Sometimes shows need to go out when they’re on top, when their star is shining the brightest and they can’t do any wrong. Veep has been one of those shows that people have flocked to in a big way and have enjoyed with such immense pleasure that you can’t help but think they knocked it out of the park. But the end is coming and as Jen Chaney at Vulture has indicated things are already starting to get emotional even before the table reads. That’s easy to understand, no one wants to see a show that means so much just fade off when a lot of folks seem to think it could keep going and really generate a lot more buzz if it stuck around. But there’s an issue with sticking around, and it has a lot to do with the fact that setting the bar so high for yourself is a detriment as well as a milestone.
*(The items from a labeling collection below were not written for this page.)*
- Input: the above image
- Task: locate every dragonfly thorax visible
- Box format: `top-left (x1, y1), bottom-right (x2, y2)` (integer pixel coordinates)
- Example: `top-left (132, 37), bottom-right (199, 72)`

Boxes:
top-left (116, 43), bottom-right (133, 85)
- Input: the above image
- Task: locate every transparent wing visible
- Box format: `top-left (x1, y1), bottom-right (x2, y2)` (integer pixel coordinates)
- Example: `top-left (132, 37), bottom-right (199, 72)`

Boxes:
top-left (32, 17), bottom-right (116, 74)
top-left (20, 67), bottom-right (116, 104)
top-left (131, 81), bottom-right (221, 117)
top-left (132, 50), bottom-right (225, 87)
Willa Paskin from Slate might be talking about a different show in terms of whether a show should end or not, but the general idea is that some shows simply don’t end, they pause and take a breath before continuing. In some cases this might be a good idea, but unless the show can meet the same bar that it set before the pause then it’s going to disappoint the audience that is waiting for a resurgence of the same kind of hilarity and story that they came to enjoy so thoroughly in the first place. This is a danger of which many people are well aware and yet many still don’t seem to heed at times. Veep doesn’t deserve the same treatment as so many other shows since quite honestly like those other shows that were driven into the ground it’s brought too much joy the people throughout its time and it’s simply the right moment to end it and finally say goodbye. There will be other shows, other enjoyments that people will find, and yet they’ll still remember how good Veep was and how it brought them so much joy. In fact if they’re lucky they’ll remember it so fondly that it will be something that they use to compare to other shows in an attempt to remember the good times.
Going out on a high note is one of the best ways for a show to go since it preserves what it is and what it was without wondering what it could be and then acting on that ill-advised impulse. Too many shows have been lost to seriously flawed story lines when they’ve attempted to hang on, especially those that have a set premise and plot that doesn’t change and isn’t meant to be as versatile as other shows. There might be a lot of material that could be brought to bear and a lot of story lines that could possibly work, but trying to sort through them all simply to keep around a show that people are already fond of could be disastrous since it would change the tone, pitch, and even appearance of Veep now that everyone knows the end is coming. In way a continuance or a reboot is almost like a middle finger to the fans with a “ha ha kidding” thrown in when they’ve already been given a set expectation. Some might actually enjoy the chance to keep the show around, but others would no doubt wonder the same thing, as in what’s going to be brought in to top what’s already come along.
The saying ‘a story stops but never ends’ is entirely valid since in the ideal setting a story will continue in some way even after it’s no longer in the public eye. That sounds silly to some people since a story obviously doesn’t move forward without anyone there to keep writing it, but if you’re in the mood to be silly you can see how the story will continue on its own in some way no matter the fact that no one is putting the pen to it any longer. It’s certainly stopped, but without being given a definitive end in which the world it occupies simply ends, then the story is stopped, not ended. Enough theory and philosophy though, Veep is coming to an end in terms of being seen on TV any longer, save for reruns, and people have a lot to say about it at this time. As Jackie Strause of The Hollywood Reporter has pointed out though in her explanation of the finale, things really couldn’t have gone any better, and the manner in which it was decided to bring the show to a close was done so beautifully that trying to bring it back once again would be a serious insult to a show that’s just fine the way it is.